Nur die Verlorenen sind verloren

Die TAZ resümiert hinsichtlich der Verschwörungstheoretiker in ihrem Artikel über Sidos Abwege:

"Es geht nicht darum, diesen Menschen zuzuhören oder sie in die Talkshows einzuladen, denn sie haben den Boden der logischen Argumentation meist verlassen. Man muss denen, die tatsächlich ehrlich auf der Suche nach Antworten sind, Alternativen bieten. Die Ungerechtigkeiten unseres Systems sind nicht wegzudiskutieren. Dass sich Menschen in diesem Land von vorne bis hinten verarscht vorkommen, ist legitim.

Dass sie deshalb antisemitische und faschistische Verschwörungstheorien teilen, ist es nicht. Jenen die Hand zu reichen, die sich verlaufen haben, ist eine der Möglichkeiten. Unsere absolute Pflicht ist es jedoch auch, denen entschieden entgegenzutreten, die die aktuelle Situation dazu nutzen, rechte Ideologien zu verbreiten."

Ja, es ist grade verdammt anstregend, ermüdend und desillusionierend, den geballten Bullshit der Menschen im Internet und auf den Straßen zu ertragen. Die Verlorenen sind verloren. Aber nicht jeden Homie, der sich von dem einen oder anderen Statement aus Ken Jebsens Video catchen lässt, sollte man unwiderruflich abschießen, entfreunden und ihm einen Stempel auf die Stirn drücken.

Das kategorische Stigmatisieren nicht geteilter Meinungen und Ansichten – mögen sie auch abwegig sein – hat Deutschland in den letzten fünf Jahren nicht näher zusammen gebracht. Ganz im Gegenteil: Es provoziert nahezu eine stärkere Polarisierung.

Natürlich ist es richtig und wichtig, Dinge zu hinterfragen. Erst recht als Journalist! Genauso sollte man aber auch zweimal nachdenken, bevor man mit der Keule auf Leute schlägt, die grade vom Weg abgekommen sind.

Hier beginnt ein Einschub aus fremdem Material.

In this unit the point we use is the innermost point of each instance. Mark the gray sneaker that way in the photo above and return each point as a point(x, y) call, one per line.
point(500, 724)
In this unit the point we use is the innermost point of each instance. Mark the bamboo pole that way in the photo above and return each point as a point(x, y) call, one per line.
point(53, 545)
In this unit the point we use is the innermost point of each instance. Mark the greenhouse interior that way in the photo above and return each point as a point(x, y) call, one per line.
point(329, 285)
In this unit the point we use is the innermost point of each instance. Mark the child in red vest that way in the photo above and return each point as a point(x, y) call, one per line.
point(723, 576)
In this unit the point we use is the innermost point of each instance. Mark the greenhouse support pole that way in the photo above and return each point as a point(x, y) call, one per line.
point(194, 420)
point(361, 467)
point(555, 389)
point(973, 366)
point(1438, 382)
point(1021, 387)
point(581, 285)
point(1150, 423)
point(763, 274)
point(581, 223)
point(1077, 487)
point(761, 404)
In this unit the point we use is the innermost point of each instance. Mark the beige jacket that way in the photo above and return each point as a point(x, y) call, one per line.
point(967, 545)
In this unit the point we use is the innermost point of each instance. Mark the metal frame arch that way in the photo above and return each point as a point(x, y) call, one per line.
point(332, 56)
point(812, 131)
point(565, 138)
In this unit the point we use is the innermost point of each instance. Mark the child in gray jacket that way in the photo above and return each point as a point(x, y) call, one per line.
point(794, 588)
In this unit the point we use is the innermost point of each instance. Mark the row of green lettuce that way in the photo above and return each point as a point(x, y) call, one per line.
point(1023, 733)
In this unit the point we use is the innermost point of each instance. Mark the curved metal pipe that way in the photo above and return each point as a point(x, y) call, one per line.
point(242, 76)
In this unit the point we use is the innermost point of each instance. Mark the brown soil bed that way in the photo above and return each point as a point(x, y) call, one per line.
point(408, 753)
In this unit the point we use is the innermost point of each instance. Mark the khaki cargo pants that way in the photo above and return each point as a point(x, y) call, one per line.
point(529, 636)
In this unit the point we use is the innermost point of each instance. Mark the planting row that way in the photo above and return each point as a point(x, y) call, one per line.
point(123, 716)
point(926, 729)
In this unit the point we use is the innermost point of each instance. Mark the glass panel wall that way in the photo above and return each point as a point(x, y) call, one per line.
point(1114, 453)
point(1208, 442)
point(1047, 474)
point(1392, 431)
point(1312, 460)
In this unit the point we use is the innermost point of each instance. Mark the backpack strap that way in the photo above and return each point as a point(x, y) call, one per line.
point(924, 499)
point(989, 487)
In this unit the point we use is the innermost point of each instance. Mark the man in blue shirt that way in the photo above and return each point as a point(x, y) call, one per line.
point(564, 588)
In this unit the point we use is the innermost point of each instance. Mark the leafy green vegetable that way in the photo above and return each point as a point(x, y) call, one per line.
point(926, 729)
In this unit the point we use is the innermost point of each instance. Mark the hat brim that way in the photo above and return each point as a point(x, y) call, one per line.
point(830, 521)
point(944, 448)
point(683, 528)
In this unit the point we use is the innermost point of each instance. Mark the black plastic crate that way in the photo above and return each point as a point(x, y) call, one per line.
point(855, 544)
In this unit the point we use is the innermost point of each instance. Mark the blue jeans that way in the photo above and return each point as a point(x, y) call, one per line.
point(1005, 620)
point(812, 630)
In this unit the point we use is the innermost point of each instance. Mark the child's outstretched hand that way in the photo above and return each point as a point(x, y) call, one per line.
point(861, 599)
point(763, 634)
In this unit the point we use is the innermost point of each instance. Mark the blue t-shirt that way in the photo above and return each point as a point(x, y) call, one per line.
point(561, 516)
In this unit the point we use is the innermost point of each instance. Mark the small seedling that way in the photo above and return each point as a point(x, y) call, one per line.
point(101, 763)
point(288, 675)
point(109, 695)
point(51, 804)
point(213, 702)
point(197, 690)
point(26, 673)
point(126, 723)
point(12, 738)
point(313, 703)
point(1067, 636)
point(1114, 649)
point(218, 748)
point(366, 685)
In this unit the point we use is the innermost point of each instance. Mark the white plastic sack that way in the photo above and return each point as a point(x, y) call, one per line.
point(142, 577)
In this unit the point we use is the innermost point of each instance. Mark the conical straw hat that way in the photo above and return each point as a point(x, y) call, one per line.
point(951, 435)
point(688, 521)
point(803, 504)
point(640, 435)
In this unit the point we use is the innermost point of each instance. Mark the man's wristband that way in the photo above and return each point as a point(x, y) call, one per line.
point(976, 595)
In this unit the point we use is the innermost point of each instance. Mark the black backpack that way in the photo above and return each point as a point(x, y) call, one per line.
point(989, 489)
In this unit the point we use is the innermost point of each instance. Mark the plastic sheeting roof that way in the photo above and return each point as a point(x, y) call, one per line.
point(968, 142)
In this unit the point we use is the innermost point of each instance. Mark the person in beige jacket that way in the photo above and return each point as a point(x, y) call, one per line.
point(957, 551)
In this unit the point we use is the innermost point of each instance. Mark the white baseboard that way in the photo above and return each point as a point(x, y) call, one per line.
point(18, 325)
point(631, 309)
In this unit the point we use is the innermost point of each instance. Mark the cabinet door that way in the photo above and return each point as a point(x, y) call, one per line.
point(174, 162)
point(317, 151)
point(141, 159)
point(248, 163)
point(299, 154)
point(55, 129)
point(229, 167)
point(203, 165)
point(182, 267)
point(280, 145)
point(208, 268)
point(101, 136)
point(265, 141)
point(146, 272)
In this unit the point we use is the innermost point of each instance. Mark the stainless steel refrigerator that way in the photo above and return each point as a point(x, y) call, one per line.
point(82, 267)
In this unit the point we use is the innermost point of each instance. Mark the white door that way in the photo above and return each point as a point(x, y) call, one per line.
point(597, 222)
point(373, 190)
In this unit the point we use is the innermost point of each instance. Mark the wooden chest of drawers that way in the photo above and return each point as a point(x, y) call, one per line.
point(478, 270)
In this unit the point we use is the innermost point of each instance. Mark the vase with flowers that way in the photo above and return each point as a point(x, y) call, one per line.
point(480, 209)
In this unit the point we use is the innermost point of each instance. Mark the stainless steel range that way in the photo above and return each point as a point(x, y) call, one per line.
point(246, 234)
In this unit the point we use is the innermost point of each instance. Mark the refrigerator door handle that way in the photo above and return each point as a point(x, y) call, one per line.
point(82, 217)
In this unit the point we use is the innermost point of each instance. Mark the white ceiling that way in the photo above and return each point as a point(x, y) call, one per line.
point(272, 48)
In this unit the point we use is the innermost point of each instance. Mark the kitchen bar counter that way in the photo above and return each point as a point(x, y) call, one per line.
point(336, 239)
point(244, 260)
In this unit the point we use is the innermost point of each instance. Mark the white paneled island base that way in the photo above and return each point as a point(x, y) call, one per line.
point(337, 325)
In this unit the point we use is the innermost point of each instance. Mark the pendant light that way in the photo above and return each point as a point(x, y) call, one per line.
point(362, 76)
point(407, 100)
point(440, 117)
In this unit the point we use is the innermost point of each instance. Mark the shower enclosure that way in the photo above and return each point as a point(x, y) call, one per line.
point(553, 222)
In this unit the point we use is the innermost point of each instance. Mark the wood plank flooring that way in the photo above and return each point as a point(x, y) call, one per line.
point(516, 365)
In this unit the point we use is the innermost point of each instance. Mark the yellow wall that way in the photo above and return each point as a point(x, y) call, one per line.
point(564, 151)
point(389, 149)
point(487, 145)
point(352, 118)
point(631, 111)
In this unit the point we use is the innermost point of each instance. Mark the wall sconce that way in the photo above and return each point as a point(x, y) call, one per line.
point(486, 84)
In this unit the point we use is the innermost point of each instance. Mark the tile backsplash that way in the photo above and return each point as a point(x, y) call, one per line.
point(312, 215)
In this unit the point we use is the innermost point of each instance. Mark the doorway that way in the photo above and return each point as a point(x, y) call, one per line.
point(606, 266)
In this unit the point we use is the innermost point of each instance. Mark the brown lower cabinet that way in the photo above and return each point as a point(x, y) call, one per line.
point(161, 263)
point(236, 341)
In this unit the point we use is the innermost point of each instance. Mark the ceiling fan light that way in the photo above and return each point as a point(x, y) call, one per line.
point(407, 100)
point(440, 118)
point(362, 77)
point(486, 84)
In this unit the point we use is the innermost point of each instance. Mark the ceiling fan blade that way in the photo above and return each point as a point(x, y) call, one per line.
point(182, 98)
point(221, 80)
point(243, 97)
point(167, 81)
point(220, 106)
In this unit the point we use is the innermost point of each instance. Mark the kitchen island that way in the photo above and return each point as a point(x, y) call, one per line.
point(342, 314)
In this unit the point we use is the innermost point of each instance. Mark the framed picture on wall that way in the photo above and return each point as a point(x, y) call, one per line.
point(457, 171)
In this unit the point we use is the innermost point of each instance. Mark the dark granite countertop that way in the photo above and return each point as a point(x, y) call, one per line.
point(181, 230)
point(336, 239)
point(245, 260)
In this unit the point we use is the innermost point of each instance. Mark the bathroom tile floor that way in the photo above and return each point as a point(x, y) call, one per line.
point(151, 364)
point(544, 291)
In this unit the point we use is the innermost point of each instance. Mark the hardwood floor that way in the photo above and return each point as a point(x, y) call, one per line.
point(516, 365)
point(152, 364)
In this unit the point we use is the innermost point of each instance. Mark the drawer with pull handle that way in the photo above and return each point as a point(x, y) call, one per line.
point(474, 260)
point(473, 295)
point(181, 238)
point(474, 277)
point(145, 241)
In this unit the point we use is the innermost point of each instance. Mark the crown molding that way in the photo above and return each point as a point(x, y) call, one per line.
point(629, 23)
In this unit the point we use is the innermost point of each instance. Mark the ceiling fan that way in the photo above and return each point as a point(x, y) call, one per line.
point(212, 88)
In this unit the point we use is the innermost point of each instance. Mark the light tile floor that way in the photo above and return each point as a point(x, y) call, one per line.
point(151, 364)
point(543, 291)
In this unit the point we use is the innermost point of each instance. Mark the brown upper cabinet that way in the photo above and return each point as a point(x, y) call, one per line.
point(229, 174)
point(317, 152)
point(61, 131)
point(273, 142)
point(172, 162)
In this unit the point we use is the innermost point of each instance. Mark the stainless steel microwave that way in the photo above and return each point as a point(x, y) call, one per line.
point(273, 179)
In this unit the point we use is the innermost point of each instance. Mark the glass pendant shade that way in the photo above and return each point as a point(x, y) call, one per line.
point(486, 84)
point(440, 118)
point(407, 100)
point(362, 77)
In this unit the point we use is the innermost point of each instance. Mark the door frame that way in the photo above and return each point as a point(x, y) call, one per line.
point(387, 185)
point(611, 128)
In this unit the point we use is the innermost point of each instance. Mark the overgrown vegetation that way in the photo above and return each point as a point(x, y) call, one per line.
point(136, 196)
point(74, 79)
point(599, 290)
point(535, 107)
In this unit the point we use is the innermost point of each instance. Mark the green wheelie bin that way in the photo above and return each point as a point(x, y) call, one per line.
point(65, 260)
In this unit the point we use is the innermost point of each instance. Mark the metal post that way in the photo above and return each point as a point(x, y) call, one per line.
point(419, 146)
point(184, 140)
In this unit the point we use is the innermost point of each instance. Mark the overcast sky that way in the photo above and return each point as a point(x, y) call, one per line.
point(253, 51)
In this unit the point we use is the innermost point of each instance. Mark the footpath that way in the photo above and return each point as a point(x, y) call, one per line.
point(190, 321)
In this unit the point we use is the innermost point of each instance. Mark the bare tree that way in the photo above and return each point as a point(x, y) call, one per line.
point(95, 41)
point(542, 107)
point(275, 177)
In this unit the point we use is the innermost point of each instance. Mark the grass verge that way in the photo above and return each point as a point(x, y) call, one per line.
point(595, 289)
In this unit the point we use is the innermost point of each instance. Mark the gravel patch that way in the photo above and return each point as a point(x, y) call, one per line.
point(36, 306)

Sido hat sich "ein bisschen informiert", wie er uns sagt. Er ist niemand, der eine politische Gegenbewegung anführen wird oder aktiv eine Verschwörungsagenda durchdrücken will, um Leute aufzuwecken. Er hat offenbar ein paar strange Videos gesehen. Nicht weniger und hoffentlich auch nicht mehr.

Nichtsdestotrotz sollte sich jeder an die Fakten halten. Was für Sido und Ali im Gespräch nur halbernst sein mag, kann in anderen Köpfen zu einer gefährlich Botschaft reifen. Gerade als Mainstream-Figur, die Sido eben ist, muss man sich bewusst machen, welche Wirkung das 2020 hat.